Bolandione

Clinical data
- Other names: 19-Norandrostenedione; Estr-4-ene-3,17-dione; 19-Norandrost-4-en-3,17-dione
- Routes of administration: By mouth

Legal status
- Legal status: US: Schedule III;

Identifiers
- IUPAC name (8R,9S,10R,13S,14S)-13-Methyl-1,2,6,7,8,9,10,11,12,14,15,16-dodecahydrocyclopenta[a]phenanthrene-3,17-dione;
- CAS Number: 734-32-7;
- PubChem CID: 92834;
- DrugBank: DB01434;
- ChemSpider: 83803;
- UNII: U90987PVU5;
- CompTox Dashboard (EPA): DTXSID50862392 ;
- ECHA InfoCard: 100.010.906

Chemical and physical data
- Formula: C_{18}H_{24}O_{2}
- Molar mass: 272.388 g·mol^{−1}
- 3D model (JSmol): Interactive image;
- SMILES O=C4/C=C3/CC[C@@H]2[C@H](CC[C@@]1(C(=O)CC[C@H]12)C)[C@H]3CC4;
- InChI InChI=1S/C18H24O2/c1-18-9-8-14-13-5-3-12(19)10-11(13)2-4-15(14)16(18)6-7-17(18)20/h10,13-16H,2-9H2,1H3/t13-,14+,15+,16-,18-/m0/s1; Key:JRIZOGLBRPZBLQ-QXUSFIETSA-N;

= Bolandione =

Chemical compound

Bolandione, also known as 19-norandrostenedione, as well as 19-norandrost-4-en-3,17-dione or estr-4-ene-3,17-dione, is a precursor of the anabolic-androgenic steroid (AAS) nandrolone (19-nortestosterone). Until 2005, bolandione was available without prescription in United States, where it was marketed as a prohormone, but it is now classified as a Schedule III drug. It is also banned from use in many sports, including the Olympic Games, under the World Anti-Doping Code. Bolandione is readily metabolized to nandrolone after oral administration, but its potency to transactivate the androgen receptor dependent reporter gene expression is 10 times lower as compared to dihydrotestosterone (DHT).

== Animal studies ==

Scientific studies have shown that oral administration of bolandione is "a very ineffective strategy for stimulating skeletal muscle mass increases but may be associated with side effects".
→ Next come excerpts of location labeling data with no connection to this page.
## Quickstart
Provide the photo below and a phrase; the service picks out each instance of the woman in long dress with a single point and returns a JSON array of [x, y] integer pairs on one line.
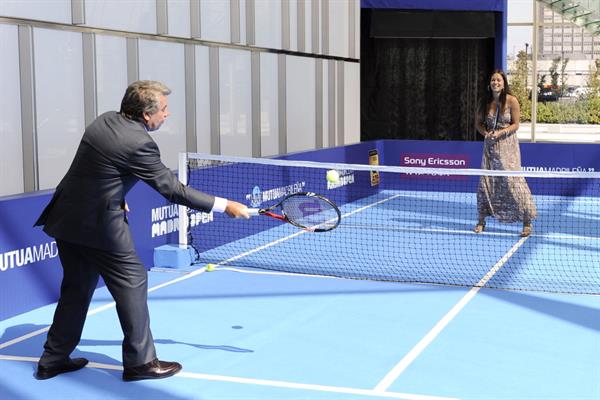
[[508, 199]]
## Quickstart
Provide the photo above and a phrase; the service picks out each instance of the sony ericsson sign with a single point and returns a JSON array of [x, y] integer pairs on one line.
[[258, 197], [27, 255], [434, 160], [165, 219]]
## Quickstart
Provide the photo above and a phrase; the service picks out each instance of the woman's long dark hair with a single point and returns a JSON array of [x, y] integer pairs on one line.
[[488, 97]]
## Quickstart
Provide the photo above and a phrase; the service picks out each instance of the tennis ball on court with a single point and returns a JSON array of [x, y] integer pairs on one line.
[[333, 176]]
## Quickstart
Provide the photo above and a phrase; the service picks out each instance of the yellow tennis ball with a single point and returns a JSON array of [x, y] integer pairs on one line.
[[333, 176]]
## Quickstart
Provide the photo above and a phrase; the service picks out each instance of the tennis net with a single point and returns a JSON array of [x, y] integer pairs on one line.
[[406, 224]]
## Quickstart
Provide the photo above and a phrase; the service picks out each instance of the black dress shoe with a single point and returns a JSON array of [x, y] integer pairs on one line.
[[68, 366], [155, 369]]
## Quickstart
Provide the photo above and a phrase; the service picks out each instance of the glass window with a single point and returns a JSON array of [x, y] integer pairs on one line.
[[11, 154], [300, 103], [60, 124], [269, 105], [235, 102], [164, 61], [520, 11]]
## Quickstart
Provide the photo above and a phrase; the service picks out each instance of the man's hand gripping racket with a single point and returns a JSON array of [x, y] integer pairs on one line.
[[306, 210]]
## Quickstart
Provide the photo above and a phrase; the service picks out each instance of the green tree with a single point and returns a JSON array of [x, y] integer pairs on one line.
[[594, 81], [554, 73]]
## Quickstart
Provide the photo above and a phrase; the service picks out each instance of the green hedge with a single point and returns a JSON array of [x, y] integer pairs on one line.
[[578, 112]]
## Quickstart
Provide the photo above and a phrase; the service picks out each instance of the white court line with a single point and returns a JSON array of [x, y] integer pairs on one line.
[[261, 382], [395, 372]]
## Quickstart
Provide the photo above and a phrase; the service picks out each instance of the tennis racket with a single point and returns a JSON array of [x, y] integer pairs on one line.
[[305, 210]]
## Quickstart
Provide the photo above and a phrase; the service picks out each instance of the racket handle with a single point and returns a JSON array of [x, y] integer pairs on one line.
[[253, 212]]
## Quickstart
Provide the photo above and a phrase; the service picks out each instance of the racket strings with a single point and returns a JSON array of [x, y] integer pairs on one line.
[[310, 212]]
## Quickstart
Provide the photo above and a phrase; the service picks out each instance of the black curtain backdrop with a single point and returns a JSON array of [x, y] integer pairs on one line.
[[417, 88]]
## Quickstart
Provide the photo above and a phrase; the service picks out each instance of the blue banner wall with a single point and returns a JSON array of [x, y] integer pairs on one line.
[[30, 271]]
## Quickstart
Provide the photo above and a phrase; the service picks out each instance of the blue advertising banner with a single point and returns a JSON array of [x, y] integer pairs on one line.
[[30, 271]]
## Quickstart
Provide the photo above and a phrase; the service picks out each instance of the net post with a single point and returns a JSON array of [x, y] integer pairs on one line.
[[183, 219]]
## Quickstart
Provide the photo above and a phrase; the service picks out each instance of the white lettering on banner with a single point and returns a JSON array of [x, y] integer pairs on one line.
[[346, 178], [164, 212], [434, 161], [27, 255], [257, 197], [165, 220]]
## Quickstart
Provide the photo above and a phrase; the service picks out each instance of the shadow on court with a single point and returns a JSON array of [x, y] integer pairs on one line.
[[89, 382], [584, 316]]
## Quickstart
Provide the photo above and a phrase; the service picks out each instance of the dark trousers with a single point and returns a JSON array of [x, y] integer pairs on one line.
[[126, 279]]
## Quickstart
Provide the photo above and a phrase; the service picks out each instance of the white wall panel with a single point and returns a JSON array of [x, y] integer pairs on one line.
[[59, 101], [243, 39], [300, 102], [357, 29], [338, 28], [351, 103], [202, 100], [308, 26], [215, 21], [164, 62], [11, 150], [111, 72], [179, 18], [235, 102], [293, 25], [326, 104], [268, 23], [269, 105], [126, 15], [43, 10]]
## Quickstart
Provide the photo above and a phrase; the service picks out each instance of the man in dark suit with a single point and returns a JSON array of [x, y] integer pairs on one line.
[[87, 216]]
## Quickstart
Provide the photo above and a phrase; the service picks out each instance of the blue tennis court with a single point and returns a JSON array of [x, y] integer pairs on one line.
[[252, 333]]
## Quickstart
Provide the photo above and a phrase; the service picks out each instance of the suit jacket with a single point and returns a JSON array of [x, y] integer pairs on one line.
[[114, 154]]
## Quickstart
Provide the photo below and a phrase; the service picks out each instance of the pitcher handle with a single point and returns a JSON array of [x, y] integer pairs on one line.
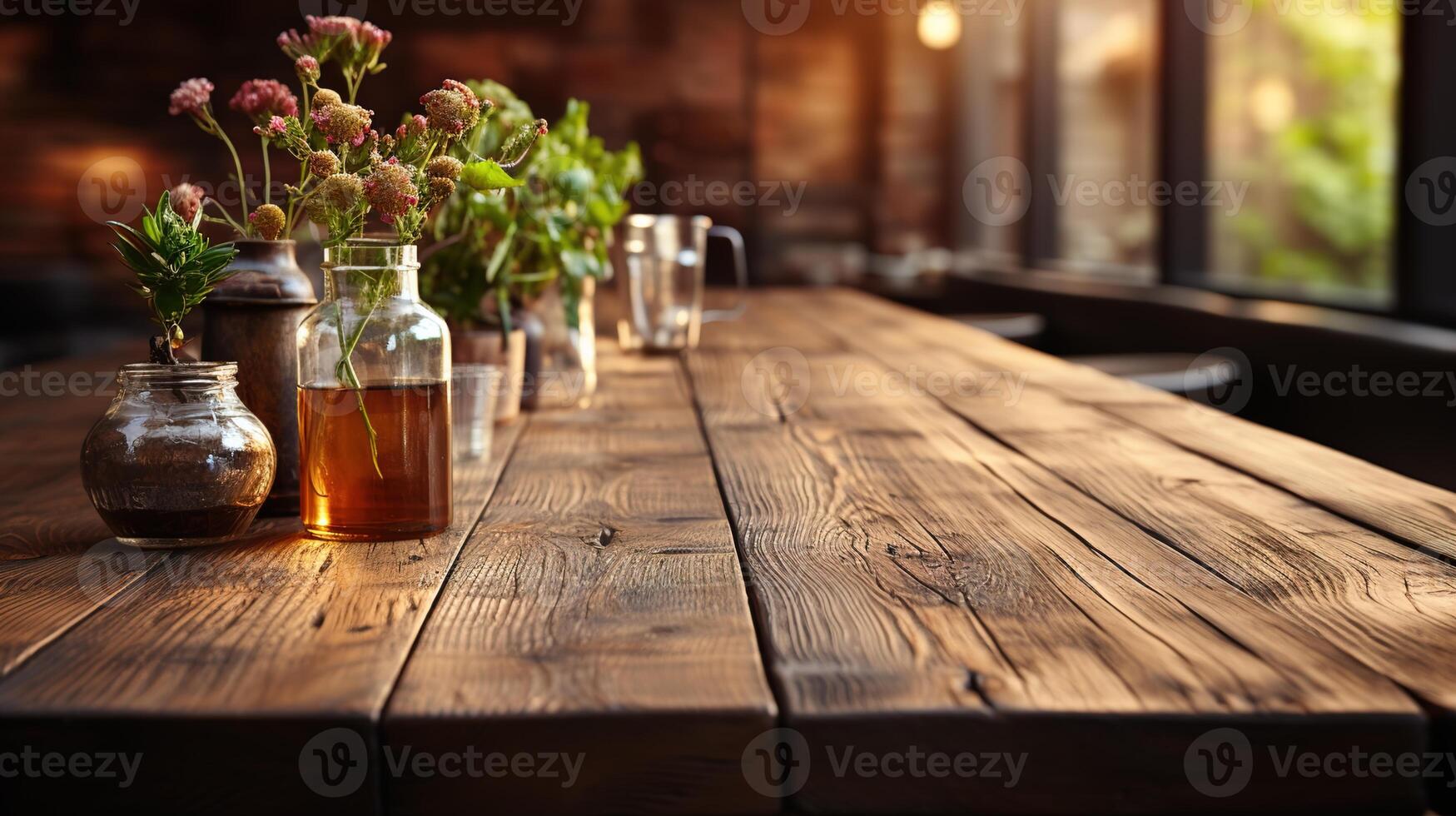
[[740, 261]]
In vivo experiments in castrated rats demonstrated that subcutaneous treatment with bolandione resulted only in a stimulation of the weight of the levator ani muscle, while the prostate and seminal vesicle weights remained completely unaffected. In contrast to its metabolite nandrolone, bolandione highly selectively stimulates the growth of the skeletal muscles but has only weak androgenic properties.

== Society and culture ==

In the early 2000s, contamination of androstenedione products with traces of bolandione caused false positives for doping tests for nandrolone because 19-norandrosterone is a metabolite of both nandrolone and bolandione. In a randomized controlled trial trace contamination of androstenedione with bolandione was sufficient for users of androstenedione to test positive for nandrolone. This detail became less relevant after bolandione and 4-androstenedione were banned by major sporting bodies.
==Synthesis and applications==
In the total synthesis, bolandione is made by Birch reduction of estrone methyl ether to nandrolone and back-oxidation of the reduced 17-keto group. Protecting the 17-position with ethylene glycol obviates the need for having to perform an oxidation step.

The semi-synthesis uses sitolactone as the starting material.

Bolandione finds use in the synthesis of norethandrolone, norethindrone, and normethandrone. Bolandione finds use in the synthesis of 6-dehydronandrolone acetate, a chemical with application in the synthesis of fulvestrant, tibolone, mibolerone, and isotibolone. A further use for bolandione is in the synthesis of 19-nordehydroepiandrosterone. One further use of bolandione is in the synthesis of allylestrenol. Bolandione finds use in the synthesis of Segesterone acetate.